I would like to discuss a few points raised by Troianos et al. in their recent thoughtful, well-researched report on ultrasound-guided vascular cannulation in JASE .
First, on page 1294, Troianos et al. state, “A limitation of the needle guide is that the needle trajectory is limited to orthogonal orientations from the SAX [short-axis] imaging plane.” However, needle guides oriented to the long axis are in fact commercially available (see Figure 1 ).

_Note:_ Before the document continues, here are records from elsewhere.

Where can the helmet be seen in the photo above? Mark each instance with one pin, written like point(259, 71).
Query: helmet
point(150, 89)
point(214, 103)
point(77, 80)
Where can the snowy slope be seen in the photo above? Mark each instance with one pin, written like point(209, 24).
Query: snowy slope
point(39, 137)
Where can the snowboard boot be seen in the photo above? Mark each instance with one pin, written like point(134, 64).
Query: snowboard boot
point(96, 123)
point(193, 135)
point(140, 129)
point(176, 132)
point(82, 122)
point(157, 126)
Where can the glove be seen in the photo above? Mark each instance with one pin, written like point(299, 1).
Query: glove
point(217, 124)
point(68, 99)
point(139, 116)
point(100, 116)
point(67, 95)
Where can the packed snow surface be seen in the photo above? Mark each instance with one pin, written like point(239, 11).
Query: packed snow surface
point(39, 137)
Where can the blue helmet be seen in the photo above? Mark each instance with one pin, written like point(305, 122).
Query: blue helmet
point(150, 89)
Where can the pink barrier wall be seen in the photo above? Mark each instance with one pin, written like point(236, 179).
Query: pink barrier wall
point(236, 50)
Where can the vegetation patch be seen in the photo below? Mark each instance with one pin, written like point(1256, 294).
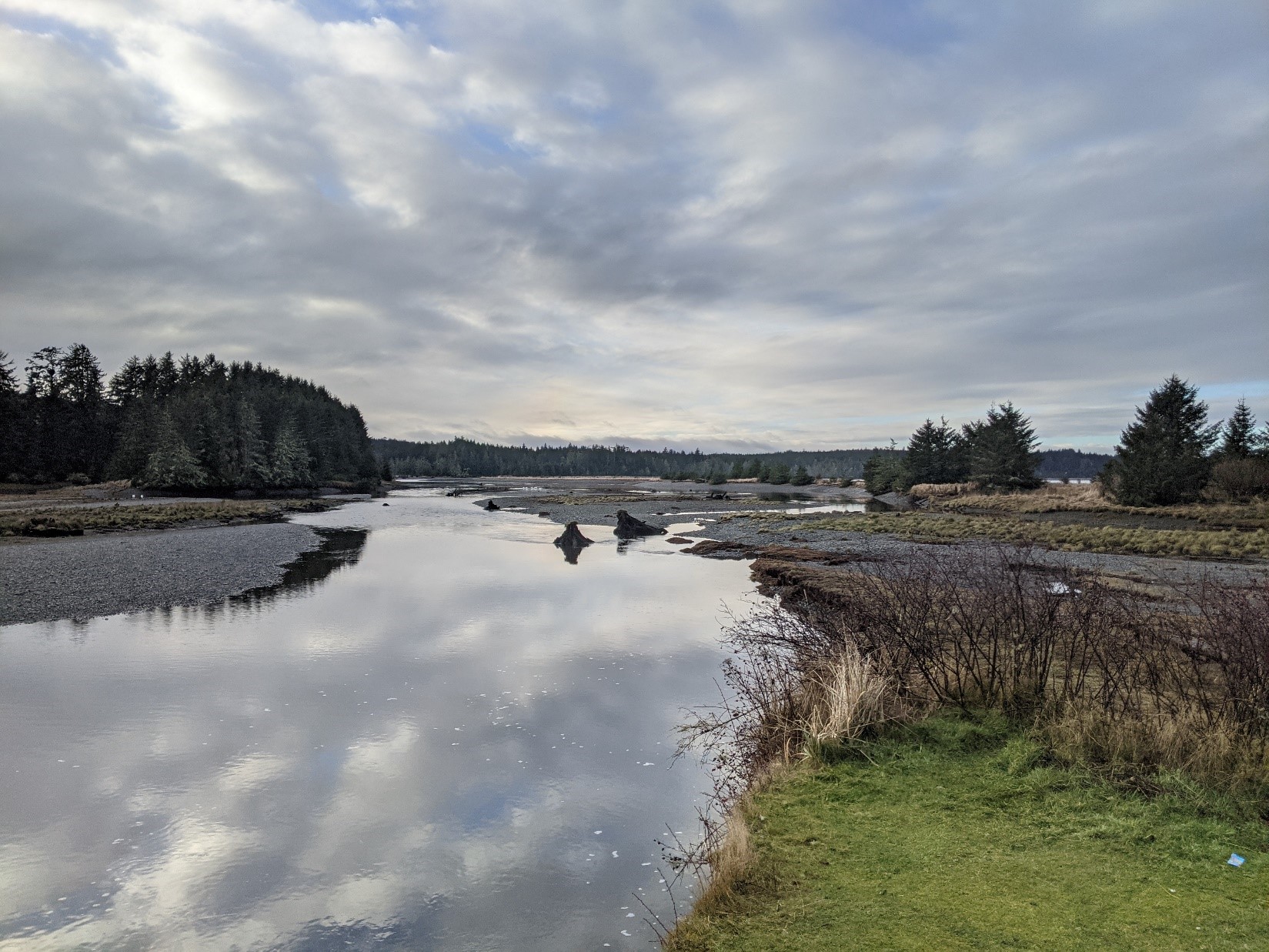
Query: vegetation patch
point(923, 527)
point(957, 834)
point(122, 518)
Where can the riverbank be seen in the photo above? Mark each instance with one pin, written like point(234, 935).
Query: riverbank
point(1126, 547)
point(961, 834)
point(113, 573)
point(82, 557)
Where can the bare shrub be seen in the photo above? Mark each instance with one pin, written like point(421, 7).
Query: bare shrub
point(1240, 480)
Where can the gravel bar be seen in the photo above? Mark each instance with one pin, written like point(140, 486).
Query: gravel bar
point(113, 573)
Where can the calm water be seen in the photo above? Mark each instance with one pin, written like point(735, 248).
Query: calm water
point(437, 735)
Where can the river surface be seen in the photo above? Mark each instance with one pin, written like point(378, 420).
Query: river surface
point(434, 734)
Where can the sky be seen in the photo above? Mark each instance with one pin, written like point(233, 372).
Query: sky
point(729, 224)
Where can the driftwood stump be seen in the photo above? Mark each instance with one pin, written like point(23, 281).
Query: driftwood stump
point(629, 527)
point(571, 543)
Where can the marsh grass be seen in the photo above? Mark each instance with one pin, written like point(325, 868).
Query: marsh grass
point(927, 527)
point(961, 833)
point(1093, 700)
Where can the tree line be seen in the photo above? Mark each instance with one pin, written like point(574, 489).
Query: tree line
point(465, 457)
point(175, 424)
point(1167, 455)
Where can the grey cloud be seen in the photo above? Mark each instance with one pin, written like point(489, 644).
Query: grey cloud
point(673, 222)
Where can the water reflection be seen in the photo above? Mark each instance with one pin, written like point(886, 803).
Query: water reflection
point(452, 742)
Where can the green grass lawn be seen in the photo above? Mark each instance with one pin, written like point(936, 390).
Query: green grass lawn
point(960, 837)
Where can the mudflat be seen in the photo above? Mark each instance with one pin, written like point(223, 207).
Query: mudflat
point(113, 573)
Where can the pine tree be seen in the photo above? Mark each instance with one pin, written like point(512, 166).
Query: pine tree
point(1000, 451)
point(289, 463)
point(1240, 433)
point(1161, 457)
point(249, 465)
point(43, 371)
point(8, 379)
point(79, 376)
point(885, 471)
point(934, 455)
point(172, 465)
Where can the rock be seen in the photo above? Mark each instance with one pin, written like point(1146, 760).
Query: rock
point(571, 543)
point(629, 527)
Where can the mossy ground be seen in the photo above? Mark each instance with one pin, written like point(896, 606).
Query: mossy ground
point(958, 836)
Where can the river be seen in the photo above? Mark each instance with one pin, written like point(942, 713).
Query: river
point(434, 734)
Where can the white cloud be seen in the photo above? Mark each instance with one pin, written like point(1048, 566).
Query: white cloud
point(694, 224)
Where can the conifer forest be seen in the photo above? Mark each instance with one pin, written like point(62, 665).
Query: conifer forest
point(175, 424)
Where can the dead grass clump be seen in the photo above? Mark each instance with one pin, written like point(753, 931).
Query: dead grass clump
point(942, 490)
point(1214, 752)
point(1050, 498)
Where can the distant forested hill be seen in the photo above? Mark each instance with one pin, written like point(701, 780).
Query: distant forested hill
point(195, 423)
point(1071, 465)
point(466, 457)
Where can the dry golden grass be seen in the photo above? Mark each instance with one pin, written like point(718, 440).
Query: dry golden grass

Second, on pages 1300 and 1301, Troianos et al. describe the visualization and cannulation of the infraclavicular subclavian (SC) vein:
“Ultrasound-directed vascular cannulation may lead inexperienced operators to use needle angle approaches that lead to an increased risk for complications. It is important that traditional approaches and techniques are not abandoned with ultrasound guidance, particularly during cannulation of the SC vein, in which a steeper needle entry angle may lead to pleural puncture.
Similar to the landmark technique, the middle third of the clavicle is chosen as the site used for ultrasound imaging and subsequent needle insertion. The transducer is oriented to image the SC vein in the SAX view with a coronal imaging plane. The vein appears as an echo-lucent structure beneath the clavicle (Figure 13).”
In discussing these points, I contend that the dominant vein in the infraclavicular fossa is the axillary vein, which does not become the SC vein until it reaches the lateral border of the first rib. Visualizing the subclavian vein in the SAX view is essentially impossible in most patients. The investigators’ Figure 13 labels the subclavian vessels. However, I believe it is the axillary vessels that are actually visualized (see Figure 2 ).